The two courses are therefore in many respects complementary, although the approach is graded to respect learning times and to allow participants to take possession of the method as far as possible.

Thanks in advance.


----------



## Roberto1976

quizzy said:


> Hello, I'd like t know if "fare proprio " could be translated as "take possession of" when it means learn and acquire mastery over ( a technicque, for example). The sentence is:
> 
> _I due corsi sono dunque, per molti aspetti, complementari, pur nel rispetto di una gradualità di approccio, che rispetti i temi di apprendimeno e permetta ai partecipanti di "far propria", per quanto possibile, la metodica._
> 
> My attempt is:
> 
> _The two courses are therefore in many respects complementary, although the approach is graded to respect learning times and to allow participants to take possession of the method as far as possible._
> 
> Thanks in advance.


 
Non sono madrelingua ma non mi suona giusto.

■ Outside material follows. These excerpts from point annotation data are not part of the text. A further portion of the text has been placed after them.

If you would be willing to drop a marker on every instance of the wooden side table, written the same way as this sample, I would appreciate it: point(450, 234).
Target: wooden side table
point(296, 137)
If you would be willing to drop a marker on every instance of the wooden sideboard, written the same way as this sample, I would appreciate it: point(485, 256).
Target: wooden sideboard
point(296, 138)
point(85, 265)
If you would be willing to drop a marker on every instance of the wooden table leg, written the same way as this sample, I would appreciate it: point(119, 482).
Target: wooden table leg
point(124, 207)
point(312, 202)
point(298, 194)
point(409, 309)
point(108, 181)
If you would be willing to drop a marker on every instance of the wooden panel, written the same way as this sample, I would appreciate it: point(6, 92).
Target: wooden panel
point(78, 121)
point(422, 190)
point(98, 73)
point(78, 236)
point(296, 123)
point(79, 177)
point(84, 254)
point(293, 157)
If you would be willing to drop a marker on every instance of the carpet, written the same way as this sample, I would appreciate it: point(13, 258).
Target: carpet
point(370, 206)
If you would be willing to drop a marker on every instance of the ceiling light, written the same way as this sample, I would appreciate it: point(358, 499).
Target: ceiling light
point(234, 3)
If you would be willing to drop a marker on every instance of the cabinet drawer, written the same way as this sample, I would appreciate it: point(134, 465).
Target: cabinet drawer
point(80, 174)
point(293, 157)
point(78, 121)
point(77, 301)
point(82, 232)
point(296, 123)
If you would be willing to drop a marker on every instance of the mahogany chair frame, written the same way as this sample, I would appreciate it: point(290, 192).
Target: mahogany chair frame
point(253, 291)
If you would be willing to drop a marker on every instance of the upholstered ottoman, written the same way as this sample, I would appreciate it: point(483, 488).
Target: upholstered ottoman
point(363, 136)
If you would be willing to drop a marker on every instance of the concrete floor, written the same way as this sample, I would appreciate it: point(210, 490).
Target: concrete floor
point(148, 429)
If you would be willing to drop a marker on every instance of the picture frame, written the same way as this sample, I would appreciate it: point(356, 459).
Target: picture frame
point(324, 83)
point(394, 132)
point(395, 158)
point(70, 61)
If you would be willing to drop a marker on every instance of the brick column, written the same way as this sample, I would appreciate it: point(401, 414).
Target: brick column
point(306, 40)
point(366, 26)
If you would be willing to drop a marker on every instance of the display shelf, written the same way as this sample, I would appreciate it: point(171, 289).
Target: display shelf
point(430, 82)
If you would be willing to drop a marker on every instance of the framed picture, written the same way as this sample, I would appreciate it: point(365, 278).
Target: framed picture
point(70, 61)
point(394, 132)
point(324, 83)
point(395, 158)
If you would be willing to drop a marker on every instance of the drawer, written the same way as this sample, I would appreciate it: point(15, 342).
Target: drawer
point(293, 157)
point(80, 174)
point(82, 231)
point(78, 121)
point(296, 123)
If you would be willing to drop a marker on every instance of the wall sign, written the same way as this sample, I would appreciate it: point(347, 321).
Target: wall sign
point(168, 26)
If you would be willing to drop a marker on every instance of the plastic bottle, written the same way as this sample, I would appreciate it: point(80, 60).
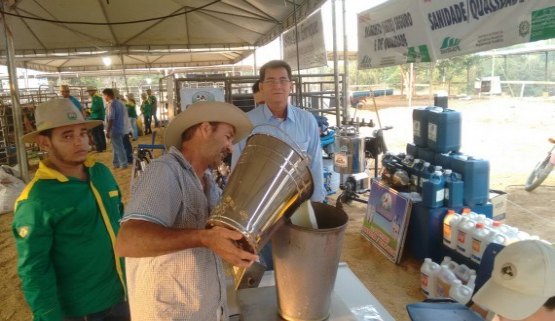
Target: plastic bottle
point(450, 222)
point(464, 235)
point(449, 263)
point(480, 240)
point(464, 273)
point(445, 278)
point(454, 189)
point(433, 190)
point(428, 277)
point(417, 167)
point(460, 292)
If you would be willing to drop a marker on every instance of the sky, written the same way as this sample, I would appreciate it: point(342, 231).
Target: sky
point(352, 8)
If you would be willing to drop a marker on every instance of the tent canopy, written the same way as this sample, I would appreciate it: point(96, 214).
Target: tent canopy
point(74, 35)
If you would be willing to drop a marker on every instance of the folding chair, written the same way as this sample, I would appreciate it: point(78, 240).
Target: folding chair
point(448, 309)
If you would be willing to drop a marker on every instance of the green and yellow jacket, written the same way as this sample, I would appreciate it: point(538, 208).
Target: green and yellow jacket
point(65, 230)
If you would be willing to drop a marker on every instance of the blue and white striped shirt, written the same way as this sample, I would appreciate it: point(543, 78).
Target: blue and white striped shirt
point(300, 126)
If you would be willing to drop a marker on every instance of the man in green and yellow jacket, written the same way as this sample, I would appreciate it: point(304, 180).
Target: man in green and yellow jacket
point(65, 225)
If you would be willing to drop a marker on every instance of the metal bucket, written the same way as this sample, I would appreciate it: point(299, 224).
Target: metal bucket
point(349, 157)
point(305, 264)
point(271, 179)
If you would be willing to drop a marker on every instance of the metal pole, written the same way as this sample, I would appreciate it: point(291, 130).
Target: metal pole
point(335, 71)
point(14, 90)
point(125, 76)
point(346, 65)
point(254, 66)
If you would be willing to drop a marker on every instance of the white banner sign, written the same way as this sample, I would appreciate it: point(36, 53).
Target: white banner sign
point(311, 47)
point(397, 32)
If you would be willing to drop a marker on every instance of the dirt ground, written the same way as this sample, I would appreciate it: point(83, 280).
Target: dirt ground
point(511, 133)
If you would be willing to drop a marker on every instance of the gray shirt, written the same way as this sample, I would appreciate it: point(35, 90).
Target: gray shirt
point(184, 285)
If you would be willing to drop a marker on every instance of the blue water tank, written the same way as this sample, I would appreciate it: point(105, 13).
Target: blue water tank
point(412, 150)
point(427, 154)
point(475, 174)
point(420, 126)
point(454, 189)
point(433, 190)
point(425, 232)
point(444, 130)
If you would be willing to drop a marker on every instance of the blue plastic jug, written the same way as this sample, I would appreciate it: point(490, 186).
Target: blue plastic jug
point(433, 190)
point(425, 173)
point(420, 126)
point(475, 174)
point(444, 130)
point(412, 150)
point(454, 189)
point(426, 154)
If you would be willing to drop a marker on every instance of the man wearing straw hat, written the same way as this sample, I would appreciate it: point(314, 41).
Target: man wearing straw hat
point(173, 263)
point(97, 113)
point(64, 90)
point(65, 224)
point(285, 121)
point(522, 283)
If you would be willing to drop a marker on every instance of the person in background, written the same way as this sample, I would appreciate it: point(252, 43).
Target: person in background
point(522, 283)
point(173, 262)
point(127, 130)
point(146, 110)
point(65, 225)
point(115, 119)
point(64, 90)
point(97, 113)
point(288, 123)
point(257, 94)
point(154, 104)
point(132, 113)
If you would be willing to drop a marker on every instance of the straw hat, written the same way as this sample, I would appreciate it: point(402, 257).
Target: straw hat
point(213, 111)
point(522, 280)
point(58, 113)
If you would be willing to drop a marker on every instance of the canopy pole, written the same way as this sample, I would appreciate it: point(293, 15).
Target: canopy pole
point(14, 91)
point(346, 64)
point(124, 75)
point(335, 71)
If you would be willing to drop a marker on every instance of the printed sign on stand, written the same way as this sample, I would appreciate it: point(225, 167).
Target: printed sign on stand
point(386, 221)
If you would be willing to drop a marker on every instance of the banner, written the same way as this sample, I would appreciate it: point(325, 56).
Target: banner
point(312, 50)
point(386, 221)
point(426, 30)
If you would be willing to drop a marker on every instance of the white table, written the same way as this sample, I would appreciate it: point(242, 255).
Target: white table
point(348, 288)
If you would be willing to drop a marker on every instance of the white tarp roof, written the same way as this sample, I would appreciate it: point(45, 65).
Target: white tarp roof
point(185, 33)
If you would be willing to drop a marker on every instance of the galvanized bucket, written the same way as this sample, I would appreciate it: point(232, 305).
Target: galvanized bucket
point(270, 180)
point(305, 264)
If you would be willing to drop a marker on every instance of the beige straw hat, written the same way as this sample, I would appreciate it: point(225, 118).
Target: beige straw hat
point(57, 113)
point(213, 111)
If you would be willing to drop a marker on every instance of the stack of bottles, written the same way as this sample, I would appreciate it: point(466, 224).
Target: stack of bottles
point(469, 233)
point(437, 141)
point(448, 279)
point(437, 185)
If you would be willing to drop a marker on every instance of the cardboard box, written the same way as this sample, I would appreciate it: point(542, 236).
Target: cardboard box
point(499, 201)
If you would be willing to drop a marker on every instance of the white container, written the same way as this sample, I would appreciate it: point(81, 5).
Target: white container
point(460, 292)
point(464, 273)
point(450, 223)
point(445, 279)
point(464, 235)
point(428, 277)
point(480, 240)
point(450, 264)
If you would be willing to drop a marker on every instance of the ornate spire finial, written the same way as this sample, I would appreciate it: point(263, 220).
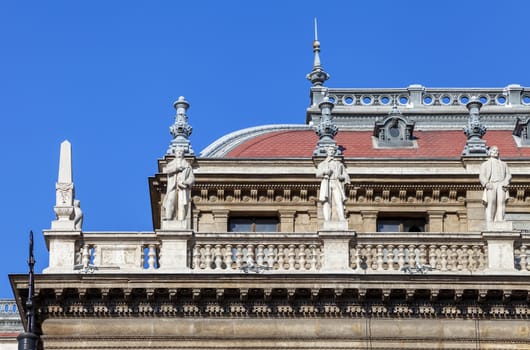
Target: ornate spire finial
point(474, 131)
point(317, 76)
point(181, 130)
point(326, 130)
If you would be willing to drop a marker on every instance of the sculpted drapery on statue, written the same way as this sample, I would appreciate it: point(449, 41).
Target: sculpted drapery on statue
point(180, 179)
point(332, 193)
point(495, 177)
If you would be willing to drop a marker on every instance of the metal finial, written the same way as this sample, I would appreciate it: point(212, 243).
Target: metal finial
point(28, 340)
point(29, 303)
point(317, 76)
point(316, 30)
point(181, 129)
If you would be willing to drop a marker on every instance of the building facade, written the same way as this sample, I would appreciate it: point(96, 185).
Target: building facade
point(364, 228)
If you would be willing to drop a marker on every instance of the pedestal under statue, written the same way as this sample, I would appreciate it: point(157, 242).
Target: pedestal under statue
point(495, 177)
point(180, 179)
point(332, 192)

Io direi semplicemente "learn". Ma sentiamo che cosa rispondono gli esperti!

Ciao,

R. 

PS: Un'altro suggerimento (un po' azzardato) potrebbe fore essere "internalize" (knowledge), ottenedo qualcosa come:

"... to learn and, possibly, internalize the methods."

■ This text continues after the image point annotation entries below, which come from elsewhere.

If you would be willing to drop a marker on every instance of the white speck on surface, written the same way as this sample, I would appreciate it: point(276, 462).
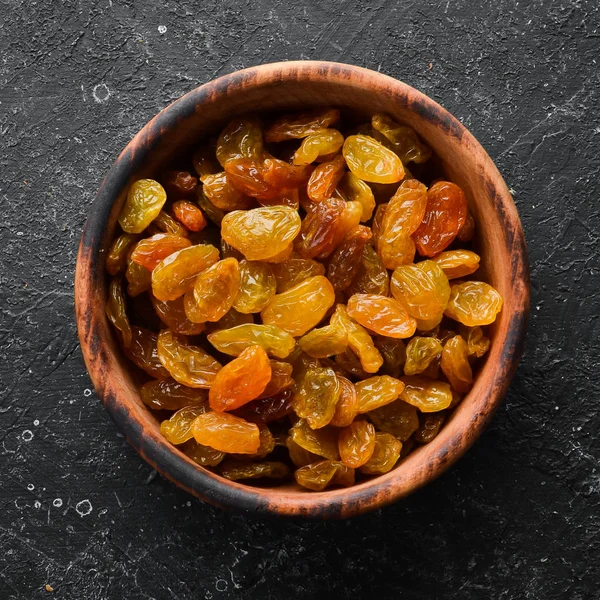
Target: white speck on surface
point(83, 508)
point(101, 93)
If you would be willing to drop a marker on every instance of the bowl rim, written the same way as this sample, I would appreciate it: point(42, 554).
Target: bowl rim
point(169, 461)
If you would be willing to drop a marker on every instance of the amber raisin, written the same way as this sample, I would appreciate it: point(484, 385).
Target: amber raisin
point(356, 443)
point(226, 433)
point(261, 233)
point(444, 217)
point(300, 308)
point(275, 341)
point(473, 303)
point(241, 380)
point(187, 364)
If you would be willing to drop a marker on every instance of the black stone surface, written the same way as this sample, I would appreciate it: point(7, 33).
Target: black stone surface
point(518, 517)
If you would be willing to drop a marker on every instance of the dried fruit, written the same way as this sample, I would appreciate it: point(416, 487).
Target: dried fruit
point(149, 252)
point(280, 174)
point(213, 213)
point(356, 443)
point(116, 310)
point(320, 229)
point(397, 418)
point(172, 314)
point(179, 428)
point(281, 379)
point(317, 145)
point(429, 427)
point(301, 307)
point(323, 342)
point(371, 161)
point(302, 125)
point(359, 340)
point(299, 456)
point(235, 470)
point(322, 442)
point(241, 139)
point(139, 279)
point(241, 380)
point(179, 183)
point(167, 224)
point(457, 263)
point(170, 395)
point(202, 455)
point(215, 289)
point(455, 364)
point(422, 288)
point(265, 410)
point(345, 262)
point(346, 407)
point(116, 261)
point(294, 270)
point(348, 364)
point(377, 391)
point(385, 455)
point(382, 315)
point(226, 433)
point(371, 276)
point(318, 476)
point(402, 140)
point(275, 341)
point(174, 275)
point(477, 343)
point(324, 179)
point(257, 286)
point(426, 394)
point(473, 303)
point(285, 256)
point(420, 352)
point(467, 231)
point(143, 352)
point(352, 189)
point(223, 194)
point(444, 217)
point(189, 215)
point(187, 364)
point(402, 216)
point(204, 162)
point(261, 233)
point(145, 200)
point(393, 352)
point(315, 397)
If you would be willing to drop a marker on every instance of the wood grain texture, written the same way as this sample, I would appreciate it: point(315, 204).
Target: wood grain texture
point(296, 85)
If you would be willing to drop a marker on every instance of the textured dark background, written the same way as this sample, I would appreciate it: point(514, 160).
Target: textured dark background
point(518, 517)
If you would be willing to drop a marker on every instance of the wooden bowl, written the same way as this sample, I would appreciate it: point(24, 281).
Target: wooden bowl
point(297, 85)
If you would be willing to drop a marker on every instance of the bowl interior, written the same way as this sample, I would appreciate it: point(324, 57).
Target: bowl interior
point(182, 127)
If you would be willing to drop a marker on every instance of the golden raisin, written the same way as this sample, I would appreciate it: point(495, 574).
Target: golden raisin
point(356, 443)
point(241, 380)
point(226, 433)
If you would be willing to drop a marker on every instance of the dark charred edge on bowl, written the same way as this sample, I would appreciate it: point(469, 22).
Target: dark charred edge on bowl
point(158, 452)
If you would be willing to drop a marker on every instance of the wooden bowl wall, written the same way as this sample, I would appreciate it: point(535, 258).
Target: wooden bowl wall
point(297, 85)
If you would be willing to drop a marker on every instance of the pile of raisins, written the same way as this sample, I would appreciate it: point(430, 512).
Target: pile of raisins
point(302, 303)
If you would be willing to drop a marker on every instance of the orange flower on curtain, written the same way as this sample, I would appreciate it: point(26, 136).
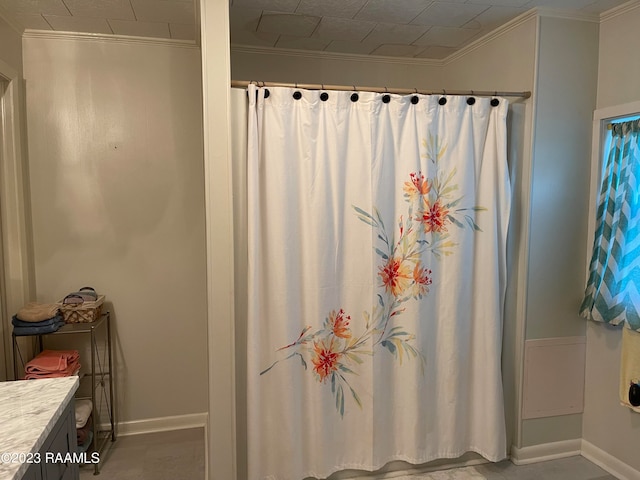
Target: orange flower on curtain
point(404, 274)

Cosa ne pensano i madrelingua?


----------



## quizzy

Well, "learn" seems not to be enough and as for "internalize" I've looked it up and it seems to me it has a more moral sense....
What about "command"?

...._allow participants to acquire as good a command of the method as possible_


----------



## Roberto1976

quizzy said:


> Well, "learn" seems not to be enough


 
Well, if you really learn something, then "lo fai tuo". But I understand what you mean. 

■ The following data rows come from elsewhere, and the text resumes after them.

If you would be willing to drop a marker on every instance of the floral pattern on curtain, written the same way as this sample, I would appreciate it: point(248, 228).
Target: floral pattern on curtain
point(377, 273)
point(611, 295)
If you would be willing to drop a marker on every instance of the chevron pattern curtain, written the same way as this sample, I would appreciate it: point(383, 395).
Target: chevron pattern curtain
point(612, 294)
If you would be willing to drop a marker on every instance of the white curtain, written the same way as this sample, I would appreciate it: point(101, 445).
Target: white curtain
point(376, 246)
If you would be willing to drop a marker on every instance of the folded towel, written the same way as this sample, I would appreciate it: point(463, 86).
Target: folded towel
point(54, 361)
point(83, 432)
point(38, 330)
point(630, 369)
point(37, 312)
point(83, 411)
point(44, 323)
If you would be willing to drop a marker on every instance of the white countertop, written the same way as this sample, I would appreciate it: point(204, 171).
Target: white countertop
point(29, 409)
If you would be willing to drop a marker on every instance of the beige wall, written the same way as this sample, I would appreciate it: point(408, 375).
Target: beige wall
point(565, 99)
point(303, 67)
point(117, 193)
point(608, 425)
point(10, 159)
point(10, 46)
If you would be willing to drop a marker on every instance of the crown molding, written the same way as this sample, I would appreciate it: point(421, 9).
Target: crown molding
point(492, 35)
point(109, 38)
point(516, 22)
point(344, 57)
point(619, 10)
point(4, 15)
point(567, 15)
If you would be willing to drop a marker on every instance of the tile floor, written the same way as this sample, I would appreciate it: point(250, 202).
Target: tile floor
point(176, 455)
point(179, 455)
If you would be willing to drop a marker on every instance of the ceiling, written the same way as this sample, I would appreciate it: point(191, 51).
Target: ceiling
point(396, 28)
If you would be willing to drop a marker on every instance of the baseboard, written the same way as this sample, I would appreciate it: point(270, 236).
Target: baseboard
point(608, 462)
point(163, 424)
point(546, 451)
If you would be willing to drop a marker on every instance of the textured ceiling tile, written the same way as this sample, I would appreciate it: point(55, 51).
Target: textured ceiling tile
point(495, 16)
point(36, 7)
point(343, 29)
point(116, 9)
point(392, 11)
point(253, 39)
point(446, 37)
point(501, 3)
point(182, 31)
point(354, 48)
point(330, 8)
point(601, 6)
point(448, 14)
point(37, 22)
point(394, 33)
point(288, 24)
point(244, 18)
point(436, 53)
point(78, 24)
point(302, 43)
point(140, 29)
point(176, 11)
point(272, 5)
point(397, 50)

> and as for "internalize" I've looked it up and it seems to me it has a more moral sense....


 
I am pretty sure you can "internalize" knowledge (and not just values or mores).



> What about "command"?
> 
> ...._allow participants to acquire as good a command of the method as possible_


 
In my humble opinion, that sounds good! 

R.


----------



## quizzy

Thanks Roberto!


----------



## Ariela24

Salve a tutti,
vorrei sapere come rendere in inglese l'espressione: fare proprio nel senso di acquisire

I visitatori hanno fatto così proprie le tradizioni dell’isola ma non ne sono rimasti schiavi 

They made the traditions of the island their own but did not remain slaves of them




Grazie


----------